A predominant force shaping state policy was that of ‘subsidiarity’. This idea, which originated in Pope Pius XI’s 1931 encyclical (a papal letter sent to all the bishops), Quadragesimo Anno, held that ‘the task of the state … was to facilitate activity by other groups and persons within the community but not to supersede these if they were working with reasonable efficacy’. In the case of the intellectually disabled, this meant encouraging the development of voluntary sector efforts to care for this group. The state should not involve itself directly in the care of the disabled; such an idea was ‘a great evil and disturbance of right order’. The spread of subsidiarity was aided by a more general shift in governance from the late 1940s, as the state became ‘more totally committed to Catholic concepts’.  

A second probable reason lies in bureaucratic inertia within the Department of Health. Minutes from a department meeting in November 1953 show that there were three possible avenues ‘for providing [further] accommodation for mental defectives’: Catholic-run institutions, Catholic-managed institutions with lay staff, or institutions operated by local councils. Yet the only one to be considered was Catholic-run institutions. At the same meeting, Dr Dolphin, a senior civil servant in the department, noted his plans, already in place, to visit a number of religious orders to ‘enquire into their capacity for undertaking the care of Mental Defectives and the possible location of an institution which they might set up’. 

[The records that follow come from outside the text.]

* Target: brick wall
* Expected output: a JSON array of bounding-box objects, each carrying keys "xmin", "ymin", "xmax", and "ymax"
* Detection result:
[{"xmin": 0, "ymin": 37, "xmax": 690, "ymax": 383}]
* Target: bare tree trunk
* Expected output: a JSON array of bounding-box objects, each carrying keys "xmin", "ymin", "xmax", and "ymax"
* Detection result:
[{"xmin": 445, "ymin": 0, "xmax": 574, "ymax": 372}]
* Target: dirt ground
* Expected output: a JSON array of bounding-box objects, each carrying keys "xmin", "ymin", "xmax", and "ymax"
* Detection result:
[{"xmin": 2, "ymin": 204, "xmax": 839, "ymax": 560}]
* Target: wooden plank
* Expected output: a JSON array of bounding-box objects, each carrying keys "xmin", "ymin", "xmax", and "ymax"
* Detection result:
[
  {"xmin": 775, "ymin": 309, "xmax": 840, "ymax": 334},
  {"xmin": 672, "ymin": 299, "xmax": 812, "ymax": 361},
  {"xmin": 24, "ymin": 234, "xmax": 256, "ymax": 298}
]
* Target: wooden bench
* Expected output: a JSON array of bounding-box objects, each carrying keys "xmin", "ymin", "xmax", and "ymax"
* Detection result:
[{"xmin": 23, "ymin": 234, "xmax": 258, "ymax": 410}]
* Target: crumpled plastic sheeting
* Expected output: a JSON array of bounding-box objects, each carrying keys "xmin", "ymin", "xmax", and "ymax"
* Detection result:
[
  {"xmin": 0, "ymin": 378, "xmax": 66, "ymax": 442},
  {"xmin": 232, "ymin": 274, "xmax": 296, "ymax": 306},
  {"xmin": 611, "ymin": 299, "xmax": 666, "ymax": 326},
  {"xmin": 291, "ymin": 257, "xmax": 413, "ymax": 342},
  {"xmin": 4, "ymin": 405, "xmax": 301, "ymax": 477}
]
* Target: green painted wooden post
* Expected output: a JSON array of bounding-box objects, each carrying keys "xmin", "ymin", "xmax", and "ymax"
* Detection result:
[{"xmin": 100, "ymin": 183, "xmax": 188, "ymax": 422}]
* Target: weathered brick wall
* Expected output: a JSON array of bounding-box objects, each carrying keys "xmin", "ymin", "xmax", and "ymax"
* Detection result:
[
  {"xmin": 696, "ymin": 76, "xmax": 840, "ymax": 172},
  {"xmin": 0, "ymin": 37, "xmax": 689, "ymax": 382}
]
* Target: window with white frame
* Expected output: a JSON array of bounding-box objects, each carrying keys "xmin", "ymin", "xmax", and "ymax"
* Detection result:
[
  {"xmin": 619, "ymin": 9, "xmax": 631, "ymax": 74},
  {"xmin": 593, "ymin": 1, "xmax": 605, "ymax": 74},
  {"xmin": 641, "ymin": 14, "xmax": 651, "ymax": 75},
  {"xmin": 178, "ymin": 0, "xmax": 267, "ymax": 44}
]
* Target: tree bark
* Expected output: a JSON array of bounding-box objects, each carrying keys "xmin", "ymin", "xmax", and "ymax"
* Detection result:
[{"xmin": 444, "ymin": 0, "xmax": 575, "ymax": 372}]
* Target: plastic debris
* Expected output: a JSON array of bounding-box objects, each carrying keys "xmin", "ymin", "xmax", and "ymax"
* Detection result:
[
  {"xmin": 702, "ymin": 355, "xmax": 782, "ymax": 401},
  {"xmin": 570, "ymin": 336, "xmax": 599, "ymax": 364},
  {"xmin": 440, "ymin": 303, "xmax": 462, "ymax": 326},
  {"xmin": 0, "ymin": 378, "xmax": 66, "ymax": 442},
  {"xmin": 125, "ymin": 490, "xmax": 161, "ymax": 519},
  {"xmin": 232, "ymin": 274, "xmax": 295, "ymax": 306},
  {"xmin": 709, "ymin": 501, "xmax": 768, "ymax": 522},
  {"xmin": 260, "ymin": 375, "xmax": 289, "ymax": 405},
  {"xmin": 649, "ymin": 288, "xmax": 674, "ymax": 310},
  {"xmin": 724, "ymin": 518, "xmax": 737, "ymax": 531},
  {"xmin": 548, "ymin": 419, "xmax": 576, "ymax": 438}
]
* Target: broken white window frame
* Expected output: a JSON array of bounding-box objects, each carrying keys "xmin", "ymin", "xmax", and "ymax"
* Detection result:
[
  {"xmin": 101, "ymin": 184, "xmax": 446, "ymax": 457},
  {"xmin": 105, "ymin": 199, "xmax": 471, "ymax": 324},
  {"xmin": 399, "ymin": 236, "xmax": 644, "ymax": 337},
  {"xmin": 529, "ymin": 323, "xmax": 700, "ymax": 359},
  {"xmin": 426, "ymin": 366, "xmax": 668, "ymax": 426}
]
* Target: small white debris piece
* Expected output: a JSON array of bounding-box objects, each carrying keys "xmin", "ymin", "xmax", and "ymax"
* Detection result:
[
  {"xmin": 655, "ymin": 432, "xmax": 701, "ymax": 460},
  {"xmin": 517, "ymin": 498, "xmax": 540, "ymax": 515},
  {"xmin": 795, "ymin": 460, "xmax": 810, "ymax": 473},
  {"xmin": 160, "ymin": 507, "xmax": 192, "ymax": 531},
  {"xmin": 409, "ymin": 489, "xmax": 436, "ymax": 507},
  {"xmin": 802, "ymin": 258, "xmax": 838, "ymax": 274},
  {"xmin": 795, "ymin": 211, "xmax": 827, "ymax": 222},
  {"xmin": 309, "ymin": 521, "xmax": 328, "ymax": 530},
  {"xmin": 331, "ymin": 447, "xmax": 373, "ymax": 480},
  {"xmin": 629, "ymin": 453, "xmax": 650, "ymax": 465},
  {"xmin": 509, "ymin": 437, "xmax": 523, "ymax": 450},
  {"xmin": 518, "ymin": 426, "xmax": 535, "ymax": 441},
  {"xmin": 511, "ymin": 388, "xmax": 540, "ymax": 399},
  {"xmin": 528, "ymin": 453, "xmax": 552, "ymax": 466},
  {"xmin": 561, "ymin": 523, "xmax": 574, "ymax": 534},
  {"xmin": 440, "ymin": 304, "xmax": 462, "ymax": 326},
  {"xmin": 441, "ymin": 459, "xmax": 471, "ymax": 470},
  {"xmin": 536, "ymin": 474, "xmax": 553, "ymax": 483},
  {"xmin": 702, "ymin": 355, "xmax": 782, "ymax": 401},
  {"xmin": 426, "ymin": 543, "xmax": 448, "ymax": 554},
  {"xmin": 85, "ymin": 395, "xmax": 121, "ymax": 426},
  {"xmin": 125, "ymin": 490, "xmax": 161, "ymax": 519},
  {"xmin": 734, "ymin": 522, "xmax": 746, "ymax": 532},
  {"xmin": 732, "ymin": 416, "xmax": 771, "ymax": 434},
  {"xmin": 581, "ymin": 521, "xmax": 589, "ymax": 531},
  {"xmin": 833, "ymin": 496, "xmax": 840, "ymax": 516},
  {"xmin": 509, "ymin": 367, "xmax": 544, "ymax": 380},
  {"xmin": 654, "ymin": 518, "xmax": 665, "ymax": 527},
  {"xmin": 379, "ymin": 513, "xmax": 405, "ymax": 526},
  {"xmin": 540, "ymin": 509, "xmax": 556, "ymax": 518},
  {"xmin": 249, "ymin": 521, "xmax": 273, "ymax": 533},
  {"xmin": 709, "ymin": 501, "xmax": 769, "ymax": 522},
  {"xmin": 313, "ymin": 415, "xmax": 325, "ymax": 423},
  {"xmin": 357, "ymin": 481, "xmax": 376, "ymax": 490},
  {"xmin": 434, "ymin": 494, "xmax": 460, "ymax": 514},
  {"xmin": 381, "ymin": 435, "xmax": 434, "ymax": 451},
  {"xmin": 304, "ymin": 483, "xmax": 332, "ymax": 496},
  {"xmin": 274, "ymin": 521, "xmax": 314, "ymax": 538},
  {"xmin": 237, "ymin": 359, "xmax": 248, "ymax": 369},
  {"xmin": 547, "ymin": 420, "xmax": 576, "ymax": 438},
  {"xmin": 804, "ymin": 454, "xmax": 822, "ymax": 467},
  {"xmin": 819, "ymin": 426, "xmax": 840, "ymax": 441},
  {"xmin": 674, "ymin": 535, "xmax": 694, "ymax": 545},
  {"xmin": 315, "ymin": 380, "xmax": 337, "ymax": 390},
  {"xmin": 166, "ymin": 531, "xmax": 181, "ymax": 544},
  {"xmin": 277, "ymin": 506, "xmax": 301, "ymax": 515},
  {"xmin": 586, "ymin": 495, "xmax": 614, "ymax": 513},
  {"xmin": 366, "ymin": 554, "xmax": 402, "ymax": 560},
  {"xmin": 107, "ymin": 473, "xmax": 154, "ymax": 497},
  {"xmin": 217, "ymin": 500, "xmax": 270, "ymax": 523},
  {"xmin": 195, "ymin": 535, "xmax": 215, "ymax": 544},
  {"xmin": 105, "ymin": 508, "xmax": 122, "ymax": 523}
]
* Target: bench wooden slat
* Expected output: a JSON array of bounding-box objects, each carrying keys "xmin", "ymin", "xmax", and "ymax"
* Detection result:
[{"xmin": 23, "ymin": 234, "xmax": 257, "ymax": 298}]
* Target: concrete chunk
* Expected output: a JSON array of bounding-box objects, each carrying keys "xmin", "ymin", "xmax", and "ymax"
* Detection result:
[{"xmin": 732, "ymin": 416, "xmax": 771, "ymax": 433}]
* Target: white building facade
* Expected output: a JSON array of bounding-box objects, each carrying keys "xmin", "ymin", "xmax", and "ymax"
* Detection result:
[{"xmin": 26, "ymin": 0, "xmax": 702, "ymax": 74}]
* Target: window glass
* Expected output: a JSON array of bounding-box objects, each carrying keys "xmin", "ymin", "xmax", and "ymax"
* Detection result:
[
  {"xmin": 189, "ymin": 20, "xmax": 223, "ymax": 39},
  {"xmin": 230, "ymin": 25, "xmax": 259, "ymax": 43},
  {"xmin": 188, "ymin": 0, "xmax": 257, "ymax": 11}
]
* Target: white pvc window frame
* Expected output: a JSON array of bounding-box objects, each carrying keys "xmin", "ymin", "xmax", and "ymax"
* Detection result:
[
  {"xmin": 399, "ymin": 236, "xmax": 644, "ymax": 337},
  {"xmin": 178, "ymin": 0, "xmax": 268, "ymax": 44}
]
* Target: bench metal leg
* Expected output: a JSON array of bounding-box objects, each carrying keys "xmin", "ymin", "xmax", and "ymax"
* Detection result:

This does not account for the lack of state scrutiny. Testimony to the Ryan Commission described an unremittingly harsh regime for resident children, which included a deficient diet, emotional neglect and physical and sexual abuse as part of daily life. Shockingly, this deficient form of ‘care’ was described by many witnesses who attended such institutions until the late 1980s. A key reason for the lack of oversight lies in the venerated position of Catholic religious orders in Irish life. In the Irish Parliament (Dáil Éireann), the work of religious orders was incessantly portrayed as beyond reproach, with members of Parliament (Teachta Dála) describing how it was ‘a revelation to go into these institutions and see the spirit of devotion, self-sacrifice and loyalty’ displayed by orders in the care of the intellectually disabled. Such veneration may account for why Graham’s institution did not receive an official inspection from either the Department of Health or the Southern Health Board ‘between the period 1939 and 1990’. The only indication of any kind of reform came from an attempt to recruit lay females to work in male-only institutions. When the religious orders objected to this, however, the idea was abandoned.

To even begin to answer Graham’s question requires taking into account a diverse range of influences that shaped mid-20th-century Ireland. These forces determined the form of care for children with intellectual disabilities, which left the state as the funder for a network of privately run, uninspected institutions. Combined with the veneration of the authority and probity of the clergy, the Irish state produced a toxically insular system of disability provision, in which the deficient care and horrific abuse described by Graham would flourish.

David Kilgannon is a Wellcome Trust PhD researcher based in NUI Galway in Ireland.